We take a simple random sample of 100 people and check their ages. Out of the 100, 15 are 65. What is the probability that the proportion of people over 65 in the entire population is between 13% and 17%? What error range can we guarantee with 90% certainty?
Use the normal approximation to the binomial distribution.
mean = np
sd = √npq (where q = 1-p)
Therefore:
mean = 100 * .15 = 15
sd = √npq = √(100 * .15 * .85) = 3.57
Use z-scores:
z = (13 - 15)/3.57 = -0.56
z = (17 - 15)/3.57 = 0.56
Use a z-table to find the probability between the two z-scores.
For the second part, use a 90% confidence interval formula.
I hope this will help get you started.
To determine the probability that the proportion of people over 65 in the entire population is between 13% and 17%, we need to use statistical inference. Specifically, we can use the concept of confidence intervals.
To calculate the probability, we'll use the binomial distribution since we have a fixed sample size (100) and a binary outcome (over 65 or not over 65). The sample proportion can be calculated as the number of successes (15) divided by the sample size (100), which is 0.15 or 15%.
To find the probability that the proportion falls between 13% and 17%, we need to calculate the cumulative probability of the binomial distribution within that range. We can use software or statistical tables to obtain the exact probability. Let's assume that the probability is P, so we have:
P(13% ≤ proportion ≤ 17%) = P(proportion ≤ 17%) - P(proportion < 13%)

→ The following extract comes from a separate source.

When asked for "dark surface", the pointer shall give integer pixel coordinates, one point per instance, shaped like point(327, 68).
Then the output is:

Next, we need to determine the standard error of the proportion, which quantifies the uncertainty in our estimate. The formula for the standard error (SE) of a proportion can be calculated as:
SE = sqrt((proportion * (1 - proportion)) / sample size)
In this case, it would be SE = sqrt((0.15 * 0.85) / 100) ≈ 0.0387.
Using the standard error, we can calculate the margin of error (ME) for a 90% confidence level. The formula for the margin of error is:
ME = z * SE
Where z represents the critical value for a given confidence level. For a 90% confidence level, the z-value is approximately 1.645.
Applying the formula, we have:
ME = 1.645 * 0.0387 ≈ 0.0636
Thus, we can guarantee a 90% confidence interval by adding and subtracting the margin of error (ME) to the sample proportion. Therefore, the error range with 90% certainty is:
15% ± 0.0636
Finally, to find the probability of the proportion falling within this interval, we need to calculate the cumulative probability of the binomial distribution within this range, as mentioned earlier.